Special tax collection drive to bridge shortfall
Friday, December 07, 2001
THE tax administration agency has launched a special drive to boost revenue collection in the face of an already $1 billion shortfall in tax intake since the September 11 terrorist attacks on the United States that sent the world's economy into a tailspin.
The campaign is targeted, in the first instance, at collecting over-due taxes, and in an effort to encourage people to pay, the tax officials say they are willing to negotiate payment schedules with delinquent taxpayers.
"The Inland Revenue Department is receptive to dialogue and payment arrangements to liquidate tax liability," said Gladstone Turner, the assistant commissioner with responsibility for compliance.
The tax authorities' announcement yesterday of their new drive to haul in the revenues, followed Tuesday's statement in Parliament by the finance minister, Dr Omar Davies, in which he outlined the impact on the fiscal revenues from three major shocks this year -- the terrorist attacks on the US, violent flare-up in Kingston in July, and flood damage last month. The shocks have resulted in a downturn in the economy, particularly in tourism and agriculture.
Davies told the legislature that revenue collection for the April to October period was only 1.5 per cent above the government's original budget target, compared to the corresponding period last year when inflows were five per cent ahead of target.
"Given the ... data, the passive trends for the rest of the year would lead to a deterioration in the fiscal deficit of around 2 1/2 percentage points of GDP, to around five per cent of GDP," Davies had said.
Davies said "such a deterioration was not acceptable, given the fact that there was a fiscal surplus in the fiscal year 2000/01".

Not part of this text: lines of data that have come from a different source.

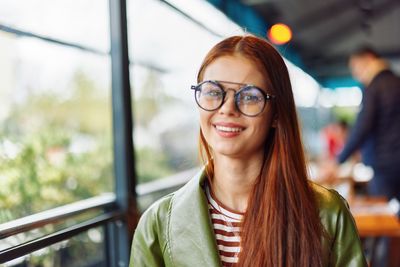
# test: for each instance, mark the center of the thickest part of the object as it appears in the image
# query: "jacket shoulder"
(150, 240)
(342, 243)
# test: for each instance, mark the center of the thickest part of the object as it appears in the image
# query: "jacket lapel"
(192, 240)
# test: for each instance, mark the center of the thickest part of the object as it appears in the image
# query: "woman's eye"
(250, 98)
(213, 93)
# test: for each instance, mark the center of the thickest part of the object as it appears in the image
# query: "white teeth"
(228, 129)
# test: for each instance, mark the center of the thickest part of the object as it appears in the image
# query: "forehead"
(235, 69)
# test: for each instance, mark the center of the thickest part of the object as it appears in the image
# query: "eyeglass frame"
(267, 97)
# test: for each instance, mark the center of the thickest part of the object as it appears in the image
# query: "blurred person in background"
(376, 131)
(252, 204)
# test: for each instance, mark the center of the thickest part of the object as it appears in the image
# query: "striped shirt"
(227, 224)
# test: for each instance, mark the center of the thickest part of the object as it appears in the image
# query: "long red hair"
(281, 225)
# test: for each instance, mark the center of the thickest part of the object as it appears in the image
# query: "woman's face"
(226, 130)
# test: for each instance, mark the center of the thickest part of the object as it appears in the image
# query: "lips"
(228, 129)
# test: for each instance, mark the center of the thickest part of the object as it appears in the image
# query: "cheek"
(204, 119)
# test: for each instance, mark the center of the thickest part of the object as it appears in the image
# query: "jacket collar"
(192, 239)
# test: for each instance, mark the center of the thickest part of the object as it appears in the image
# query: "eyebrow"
(244, 84)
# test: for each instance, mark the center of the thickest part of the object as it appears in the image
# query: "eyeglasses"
(249, 99)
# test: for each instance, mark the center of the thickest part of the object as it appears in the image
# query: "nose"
(229, 106)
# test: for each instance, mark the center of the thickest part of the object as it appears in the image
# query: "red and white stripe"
(227, 227)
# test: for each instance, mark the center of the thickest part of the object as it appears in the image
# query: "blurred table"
(374, 218)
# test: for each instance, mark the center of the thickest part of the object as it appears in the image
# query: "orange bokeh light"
(279, 34)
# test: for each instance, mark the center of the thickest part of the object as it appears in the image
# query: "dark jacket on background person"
(177, 231)
(378, 126)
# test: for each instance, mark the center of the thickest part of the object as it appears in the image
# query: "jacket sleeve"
(346, 247)
(149, 240)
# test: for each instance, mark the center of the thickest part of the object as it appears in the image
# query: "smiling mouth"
(229, 129)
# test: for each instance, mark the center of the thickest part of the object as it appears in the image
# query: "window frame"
(119, 212)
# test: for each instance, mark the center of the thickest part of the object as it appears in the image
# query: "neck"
(234, 179)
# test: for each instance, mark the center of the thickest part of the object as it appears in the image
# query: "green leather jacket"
(177, 231)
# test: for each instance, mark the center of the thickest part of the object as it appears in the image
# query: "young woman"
(252, 205)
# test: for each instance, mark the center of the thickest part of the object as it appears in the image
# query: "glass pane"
(83, 250)
(85, 22)
(55, 126)
(164, 66)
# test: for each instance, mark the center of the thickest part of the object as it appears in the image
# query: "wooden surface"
(373, 217)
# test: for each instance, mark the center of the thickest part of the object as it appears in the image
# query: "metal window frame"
(120, 211)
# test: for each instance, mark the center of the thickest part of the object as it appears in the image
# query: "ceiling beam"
(322, 14)
(348, 27)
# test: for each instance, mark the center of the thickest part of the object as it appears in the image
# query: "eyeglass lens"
(249, 99)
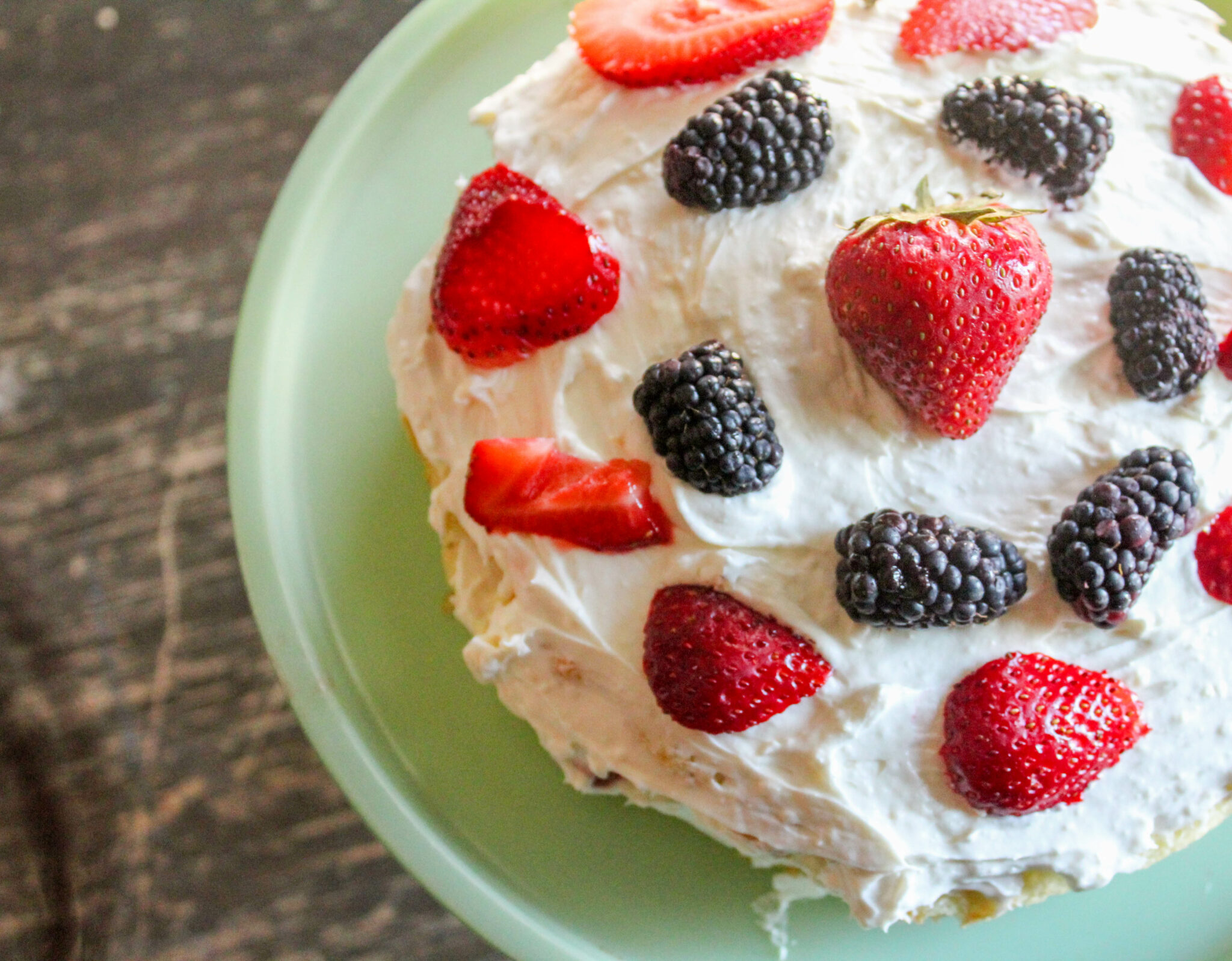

The administration's immediate response to the problem was for Davies to head to Washington for talks with the multilateral financial agencies, where he is seeking an undertaking from the World Bank for US$75 million loan to help shore-up the economy and for the Inter-American Development Bank (IDB) to increase an already approved loan of US$40 million to US$60 million.
Additionally, the International Monetary Fund (IMF) has agreed to an adjustment of targets under its Staff Monitored Programme with Jamaica, including permitting a fiscal deficit of 4.1 per cent of GDP in the current fiscal year, against the original target of 2.8 per cent.
Additionally, Jamaica has proposed that for the next fiscal year, 2002/2003, the deficit be allowed to run at three per cent of GDP, against its earlier projection of 2.4 per cent. Inflation next year is now programmed at between five per cent and six per cent.
On the domestic front, the administration is attempting to ensure that it can hold its deficit targets by collecting more taxes and limiting its need to increase its borrowings, in a situation where debt servicing already accounts for nearly 60 per cent of budget expenditure.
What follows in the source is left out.